Not uncommon at all, Melinda. Hug, friend.
Margaret, thank you for this today. Yesterday I went for the mapping of my left breast for radiation treatment following cancer surgery. I greatly appreciate the love and support from my friends and family, but I am also tired of questions and constant requests for information from some of them. Sometimes, just a hug or pat would be appreciated, but reitterating my diagnosis and everything is intrusive. No one needs to say anything. Quiet. Stillness. These allow for God’s presence to be felt and healing to occur.
Praying for ZERO for you, Rhonda. Huge hug.

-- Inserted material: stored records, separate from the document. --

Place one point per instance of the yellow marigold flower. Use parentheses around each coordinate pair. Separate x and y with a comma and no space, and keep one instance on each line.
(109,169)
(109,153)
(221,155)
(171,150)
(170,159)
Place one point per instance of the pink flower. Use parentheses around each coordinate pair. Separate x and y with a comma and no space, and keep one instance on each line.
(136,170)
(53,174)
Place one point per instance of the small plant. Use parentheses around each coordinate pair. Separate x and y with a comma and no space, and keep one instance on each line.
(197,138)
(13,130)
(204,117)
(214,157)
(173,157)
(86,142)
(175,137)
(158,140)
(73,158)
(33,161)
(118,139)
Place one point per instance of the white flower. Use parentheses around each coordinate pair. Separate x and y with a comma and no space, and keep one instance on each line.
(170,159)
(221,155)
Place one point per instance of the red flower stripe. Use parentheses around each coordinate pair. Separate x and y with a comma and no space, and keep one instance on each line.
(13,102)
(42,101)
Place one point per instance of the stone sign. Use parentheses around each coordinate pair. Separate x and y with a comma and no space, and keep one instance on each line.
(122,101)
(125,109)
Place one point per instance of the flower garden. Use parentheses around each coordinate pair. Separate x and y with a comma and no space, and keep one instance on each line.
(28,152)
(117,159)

Margaret. What a beautiful post and so very, very needful for many reasons. You have said so much here, if we (I) will listen. And oh, how we need voices to speak and gently but clearly help us learn to navigate this whole social media world…there is so much that can be good but there is so much that is wrong/inappropriate/hurtful. Often we aren’t even aware of where we are going wrong. Thank you.
…and your journey. Oh how I wish we could spend some time over coffee, you and I. But having been the “Leif” in the cancer journey’s of my husband and daughter (both diagnosed within one year of each other) I was so touched by your words and my heart is so full of prayers for you and your journey(s) (yours and Leif’s and yours together). I am grateful for the opportunity to learn from you too as you have gone through a more than difficult time of life and journey. I think you have (from the public end of things) handled this in a way that speaks grace and wisdom.
God bless you big!!!
Sweet Debbie, learning this all right alongside you. Hug to you, friend.

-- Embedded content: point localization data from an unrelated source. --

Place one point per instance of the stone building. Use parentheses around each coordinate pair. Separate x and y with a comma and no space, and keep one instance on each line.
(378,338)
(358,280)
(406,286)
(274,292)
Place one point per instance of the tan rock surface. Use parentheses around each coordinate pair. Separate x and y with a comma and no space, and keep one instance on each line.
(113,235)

It will be one year this March since my Mother died. It was not an expected death that resulted from a fall at Christmas time. She was a very strong and loving women. Her will to live was great.
She struggled greatly for several months and as I sat by her side I took pictures with her to remember her by.
As her decline continued, so did the pictures. So caught up in not wanting to loose a moment, I missed the very minutes of her life. Not knowing when to take the shoes off and stand on sacred ground !
About a week after her death, my phone was stolen. She did not want those pictures taken at all. I am sure that is not how she want to be remembered. I am so glad I do not have those pictures today.
Wishing I never took them in the beginning.
Thank you for your great words of wisdom.
Sue M.
Heartbroken to hear about the loss of your sweet mom, Sue.
Whew.
i was one of those moms who felt every moment of my children’s life’s had to be recorded through photos or videos. Thus most of my children’s lives for me was seen through the lens of a camera. Where are most of those photos/videos today? Sure some made their way in to albums but those albums are rarely looked at. I wish I would have stepped away from the cameras and viewed my children’s activities more through the lens of my heart. Where my memories are stored anyway. Trying to learn that lesson now with my grandbabies!
And those grandbabies are going to adore their sweet Grandma Cindi!
Thank you for tis wise blog. An eyeopener.
Sacred ground–that’s the very thing I felt as I watched my oldest son slip away from his cancer ridden body.There were no words and definitely no pictures. It was a sacred time between him and his heavenly father. Sacred ground is also how I’m coming to see this process of grieving. I shared our journey with family and friends for almost 5 years, but have yet been able to write about the grief. Someday maybe. Joy–I will have to read your book, as joy is something I remind myself of every day. Rejoice always is a reminder I hung on my wall over 30 years ago. He gives joy in the midst of trials, He gives joy in the midst of heartache, and He gives joy in the midst of sadness. Rejoice in the Lord always!
“He gives joy in the midst of trials, He gives joy in the midst of heartache, and He gives joy in the midst of sadness.” AMEN!